9. The method of claim 8, wherein the plurality of input parameters further comprises a number of electronic shopping interactive computing environment reinstalls occurring at the electronic device and a number of electronic shopping interactive computing environment log out and login events occurring in the electronic shopping interactive computing environment.

10. The method of claim 9, wherein the plurality of input parameters further comprises at least one product return user interaction event corresponding to at least one shopping cart interaction event occurring in the electronic shopping interactive computing environment.

11. The method of claim 6, further comprising, by the one or more processors, normalizing the raw fraudulent return propensity score to obtain a normalized fraudulent return propensity score having a value between zero and one, inclusive.

12. An electronic device, comprising:

a user interface;

a memory; and

one or more processors operable with the user interface and the memory;

wherein:

in response to the one or more processors detecting commencement of an interactive shopping session in an electronic shopping application operating on the one or more processors, the one or more processors determine a fraudulent return propensity score; and

when the fraudulent return propensity score exceeds a predefined threshold, the one or more processors preclude one or both of shopping cart user interaction events and/or product return user interaction events from occurring in the electronic shopping application.

13. The electronic device of claim 12, wherein when the fraudulent return propensity score exceeds another predefined threshold located above the predefined threshold the one or more processors terminate the interactive shopping session.

14. The electronic device of claim 12, wherein when the fraudulent return propensity score exceeds another predefined threshold located above the predefined threshold the one or more processors block both the shopping cart user interaction events and the product return user interaction events from occurring in the electronic shopping application.

15. The electronic device of claim 14, wherein when the fraudulent return propensity score falls between the predefined threshold and the another predefined threshold the one or more processors block only the product return user interaction events from occurring in the electronic shopping application.

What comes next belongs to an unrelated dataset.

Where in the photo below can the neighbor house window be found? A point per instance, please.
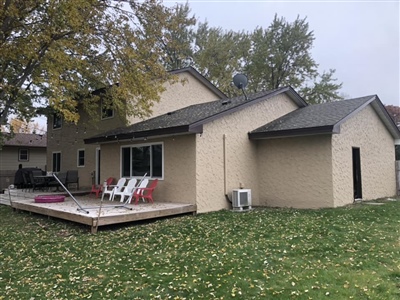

16. The electronic device of claim 15, wherein the one or more processors further cause the user interface to present a prompt identifying which of the one or both of the shopping cart user interaction events and/or the product return user interaction events is precluded from occurring in the electronic shopping application.

17. A method for an electronic device, the method comprising:

monitoring, by one or more processors of the electronic device, a plurality of input parameters;

determining, by the one or more processors, a normalized fraudulent return propensity score from the plurality of input parameters;

retrieving, by the one or more processors from a memory, the normalized fraudulent return propensity score in response to initiation of an interactive session of an electronic shopping interactive computing environment operating on the one or more processors of the electronic device; and

presenting, by the one or more processors on a user interface in response to the normalized fraudulent return propensity score exceeding a predefined threshold, a prompt.

18. The method of claim 17, wherein the prompt identifies whether the one or both of shopping cart user interaction events and/or product return user interaction events will be precluded from occurring in the electronic shopping interactive computing environment.

19. The method of claim 18, wherein the prompt is presented only when the one or more processors detect at least one product return user interaction event corresponding to shopping cart interaction events occurring in the electronic shopping interactive computing environment within a predefined prior duration occurring before commencement of the electronic shopping interactive computing environment.

20. The method of claim 19, further comprising adjusting, by the one or more processors, the normalized fraudulent return propensity score in response to product return condition feedback data received by a communication device from a remote electronic device.